Tuesday, September 25, 2012

Mitt Romney Is Out of Sync With the Small Government Movement

Mitt Romney isn’t just out of touch; he’s also out of sync with the movement to shrink government. In an interview clarifying his now-infamous speech to donors, captured on clandestine video, Romney said, “I think people would like to be paying taxes.”

Come again? He also said, “The good news is if you are doing well enough financially that you can pay a tax.”

That’s good news?

Romney apparently had low-income people in mind. But if he’d rather see them working than collecting government benefits, the last thing he should want is to reduce the returns to labor — which is what income taxation does. Workers should be free to keep the full fruits of their labor.

I have an idea for the GOP presidential candidate: Test your belief that people like to pay taxes by proposing to end all penalties for nonpayment. Abolish the IRS. Make taxes voluntary. Then we’ll see who would like to pay and who wouldn’t. He says he’s for less government. Okay, Mr. Romney, prove it.

How many people does he suppose would choose to pay for the occupation of Afghanistan, or the drone attacks on Pakistan, Yemen, and Somalia, or the war on certain drug makers, sellers, and consumers? How many would be willing to pay for all the corporate welfare that riddles our so-called free-enterprise system?

Speaking of corporate welfare, in his speech Romney had much to say about dependence. “There are 47 percent who are … dependent upon government, who believe that they are victims, who believe that government has a responsibility to care for them, who believe that they are entitled to health care, to food, to housing, to you name it.” He figures those folks won’t be voting for him and his allegedly small-government message.

Yet the New York Times reports, “The states with the highest percentage of federal filers who do not owe income taxes tend to vote Republican in presidential elections,” attributing the information to the Tax Foundation. “Research by Dean Lacy, a professor of government at Dartmouth College, has found that states that receive more in federal spending than they pay in taxes have become increasingly Republican in presidential elections.”

So Romney has the 47 percent wrong. But more important, he overlooks the fact that many low-income people work hard at two or three jobs and are the victims of anticompetitive corporatist policies that build barriers to advancement.

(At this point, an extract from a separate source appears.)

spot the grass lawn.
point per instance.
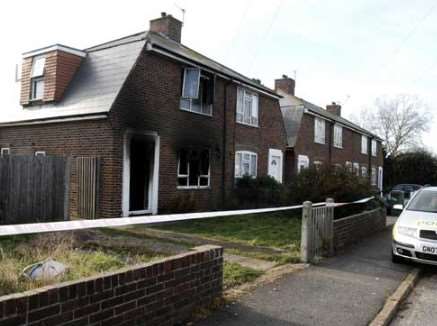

But that inconvenient fact aside, low-income people aren’t the only ones dependent on government. Another group is even more dependent: the people of the corporate world who expect government to provide bailouts, guarantees, and contracts. In the wake of the financial meltdown of 2008, it’s slightly cruel to stigmatize working-class and poor people who get government benefits, while letting big business and big banks off the hook. Romney supported the financial bailout and, aside from talking vaguely about tax loopholes, does not question the pervasive system of government privilege for big business.